Over the Hill and Far Far Far

Here sits four decades wrapped in a bitter, wrinkling shell. The room is gloomy and filled with unsuccessfully hidden magazines. The centrepiece is an over-varnished Elizabethan desk with a stylish computer on it. The decades are tapping their furious and frail fingers on a transparent keyboard and causing letter-shaped pixels to appear on the screen. No relating or friendly years are ever seen in the room. On the bright side, the decades have upped their quotient to two posts a day. Today's post reads as follows:

Desolation squats above me like a ludicrous mosquito and lowers a tendril of despair into my vein. Outside, the collective world meets friends at a coffee shop and buys gifts for their adorable spouses. The day starts at morning, reaches the centre at midday and peaks at night time, yet to me this is only apparent through the light-levels in my room. I hate every wretched lung of personkind — mainly because I am part of it. There's no way to succeed in life. Not in this life. Not in this endless bowl of false fish and employment. I gaze upon my beautifully awful walls and picture myself sliding into 10 to 6 aprons.
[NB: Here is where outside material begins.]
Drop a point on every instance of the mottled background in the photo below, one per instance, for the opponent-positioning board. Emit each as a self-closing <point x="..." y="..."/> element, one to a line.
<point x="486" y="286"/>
Loneliness is the only true emotion. I don't trust anyone who isn't lonely. Lonely. Yes, I'm quite lonely. I think I'll look at porn.

The decades are very proud of this addition. In celebration, they read through all the previous additions to remind themselves of how clever they are. As each giggle and exhale of awe is wrung from the text, the decades wonder how no one else appreciates it the way they do. Except maybe those loyal fans from decades ago. They've stopped posting comments, but the decades are certain they are still there. Somewhere.

Here stumbles the decades upon a 21-year-old post from August. No one will notice, they think. No one will mind. So they lift the second paragraph and post it anew.